That gangs of the remnants of the defunct regime are waging a surprising military attack on the Syrian coast on the security forces and the army, as this is not surprising from a group that is still associated with ideology, psychologically and sectarianly to the Assad regime, and it has a direct interest in bringing down the new regime. And that there are demonstrations denouncing the policies of the new administration, ending with the landing of the Syrian flag, and raising the Druze flag in its place, it was not surprising, as some social groups have behaved since the beginning of the Syrian revolution in 2011, on the basis of my narrow identities. However, he was not limited to ausports, but also emerged between the majority, and here the security men and the new army of the Sunni community, who committed field executions in the streets of civilians is to be removed from civilians.
It is not important in terms of cognitive aspect of the question whether the minorities are still thinking and working on the basis of my identities, especially in the different historical moments, when the political meeting is threatened, or turbulent and unclear, but rather the question about the reasons for the behavior of the minorities is an identity course that becomes absurd and has no knowledge value, in the shadow of a society and a state that has established (decades) There is no citizen in it. The question is knowledge when it is posed as follows: What are the reasons that prompted Alawites in the northwest of Syria to start military operations, three months after the fall of the Assad regime, and the management of a new ruling is formed? … It is a question that also applies to Druze areas? Perhaps later on a Kurdish? … It is not sufficient to answer this question based on the variation of social identity: open sects and social freedom in exchange for a socially closed Islamic rule system that can impose its vision on everyone. The answer is not sufficient for identity and ideological dissonance also between the two parties. It is a normal act that the parties are practically expressed from seeing it, carried by political, social or sectarian loads.

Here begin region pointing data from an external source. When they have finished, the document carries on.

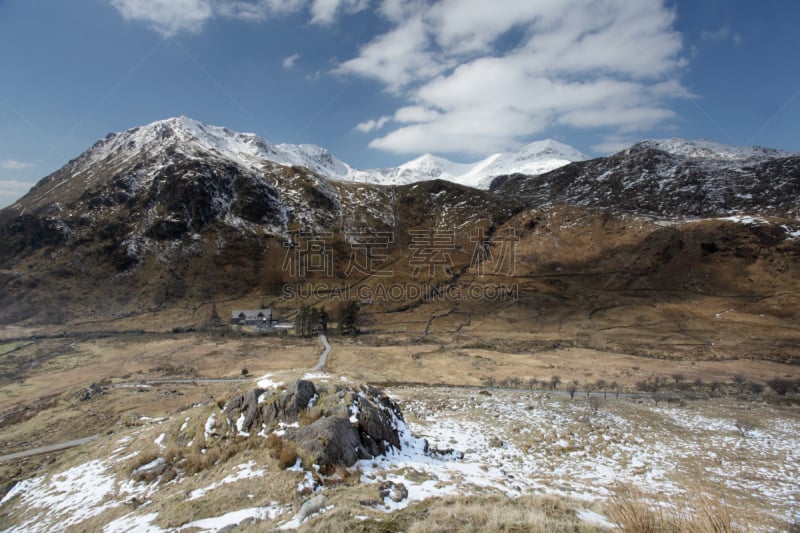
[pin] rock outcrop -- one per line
(331, 424)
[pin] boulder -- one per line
(288, 406)
(329, 441)
(396, 492)
(310, 507)
(346, 424)
(245, 404)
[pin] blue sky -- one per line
(379, 82)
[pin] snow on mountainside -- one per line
(535, 158)
(670, 177)
(710, 150)
(194, 138)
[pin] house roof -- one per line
(251, 313)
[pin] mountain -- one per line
(535, 158)
(668, 178)
(194, 140)
(176, 214)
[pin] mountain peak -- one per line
(553, 147)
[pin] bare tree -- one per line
(739, 380)
(601, 385)
(595, 403)
(571, 388)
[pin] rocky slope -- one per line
(670, 178)
(178, 214)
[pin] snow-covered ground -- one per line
(514, 443)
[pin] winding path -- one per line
(48, 449)
(323, 358)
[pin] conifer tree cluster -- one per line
(348, 321)
(311, 321)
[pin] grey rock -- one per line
(310, 507)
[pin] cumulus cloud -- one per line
(326, 11)
(371, 125)
(721, 35)
(288, 62)
(478, 78)
(169, 17)
(13, 164)
(611, 144)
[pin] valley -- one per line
(604, 338)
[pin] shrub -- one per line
(781, 385)
(287, 456)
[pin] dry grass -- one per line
(698, 512)
(495, 513)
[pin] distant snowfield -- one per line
(252, 152)
(514, 443)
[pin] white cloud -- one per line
(288, 62)
(167, 16)
(611, 144)
(13, 164)
(11, 191)
(396, 58)
(372, 124)
(326, 11)
(721, 35)
(479, 77)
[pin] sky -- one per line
(379, 82)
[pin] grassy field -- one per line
(547, 461)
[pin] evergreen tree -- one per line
(348, 321)
(313, 322)
(324, 317)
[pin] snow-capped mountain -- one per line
(671, 177)
(535, 158)
(251, 151)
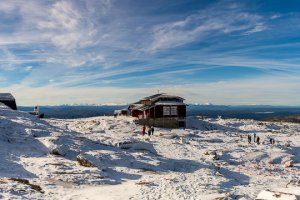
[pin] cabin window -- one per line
(166, 110)
(174, 110)
(170, 110)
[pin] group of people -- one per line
(150, 130)
(256, 139)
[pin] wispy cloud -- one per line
(65, 46)
(219, 19)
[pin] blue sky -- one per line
(109, 51)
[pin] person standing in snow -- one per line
(249, 139)
(257, 140)
(149, 131)
(143, 130)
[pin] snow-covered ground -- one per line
(107, 158)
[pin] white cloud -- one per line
(262, 90)
(217, 20)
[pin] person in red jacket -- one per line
(143, 130)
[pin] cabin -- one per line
(161, 110)
(8, 100)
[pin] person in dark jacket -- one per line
(249, 139)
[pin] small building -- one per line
(122, 112)
(8, 100)
(161, 110)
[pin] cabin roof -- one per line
(6, 97)
(161, 95)
(169, 103)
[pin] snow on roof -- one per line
(169, 103)
(162, 95)
(6, 96)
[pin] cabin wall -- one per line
(157, 112)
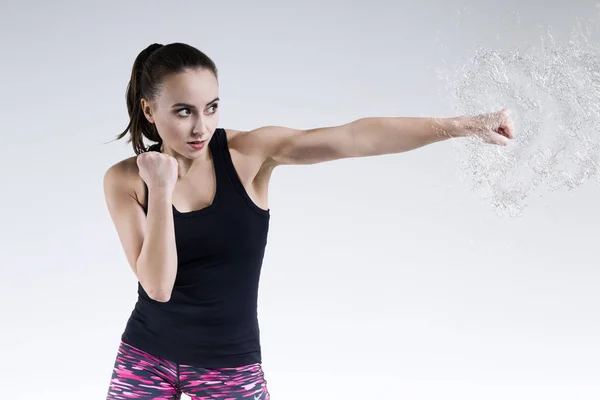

The important question: What prompted the remnants of the regime to move from the state of power to the state of action, and what prompted Druze to raise their own flag instead of the Syrian flag? … here is the essence of the issue, the self -tendencies governed by ideologies, psychological desires and sectarian feelings that always exist and do not disappear easily, but they are, even if it is a condition for movement and action, it is not a direct cause of that. On the one hand, the individual behaviors of the security and military elements in the new administration, on the one hand, and the absence of a political dialogue mechanism with the leaders of the Syrian social components, especially with the people of the Alawite sect, on the other hand, had a major role in continuing concerns among the minorities.
The new administration dealt with severe centralization, so it made unprecedented steps by forming a government of one color, a national dialogue committee, then a committee for the constitutional declaration
The past three months of the new administration’s ruling revealed their lack of understanding of the dialectical relationship between security and politics, especially in the dangerous or transitional stages. The new rulers deal in the security and political files from a unilateral perspective. It is true that their control of the ruling came at the lowest bloody costs, and it is true that from the first day they announced their openness to all Syrian components as their members are Syrian citizens, and it is true that they announced that they will only be exposed to criminals of the former regime, but building states is not based on general political reassurances and speeches.
In the security file, the new authority dealt with a severe central ruling, and it announced that all militias must solve themselves and engage in the new army individuals, not groups, and not acceptable to remain this. In spite of the theoretical advocacy (this is how modern armies are built on an individual basis, not on the basis of social components that have a certain identity character), but the Syrian reality represented by the presence of military forces with a special color color, and it has regional and international weights and connections, it was imperative to accept its entry into the army as a stand -alone faction in the first stage of the construction of the state, and that it is later. Years) a gradual fusion process within the army, and this is what happened in some historical experiences. The main priority in the stages of articulated transition is the process of building confidence and integration into one military institution, regardless of the way individuals and groups are distributed in it, for each experience has its historical privacy.
The president must manage seriously to ensure compatibility with all Syrian components
In the political file, the new administration dealt with severe centralization as well, and it made unlawful steps by forming a government of one color, a national dialogue committee, then a committee for the constitutional declaration. The strange thing is that the political authority’s political behavior in this field was moving according to the data of the outside, not the interior, meaning that these steps were directed to the international community in order to obtain its political and economic support, and it was not completely based on the interests of the Syrian interior. It seems from the existing data, that the Ahmed Al -Shara administration did not realize the close relationship between security and political, so the first is not achieved without the second.
From here, the fundamental initial of building new Syria, and to prevent matters from slipping into chaos that threatens the entire country, and the president and his administration to work seriously to ensure compatibility with all Syrian components, even if he had, at this stage, to make military and political concessions, without the emergence of national confidence among all, Syria appears to the unknown. Caring for these priorities is the task of the new state in the first place, before the task of others, the homeland partners.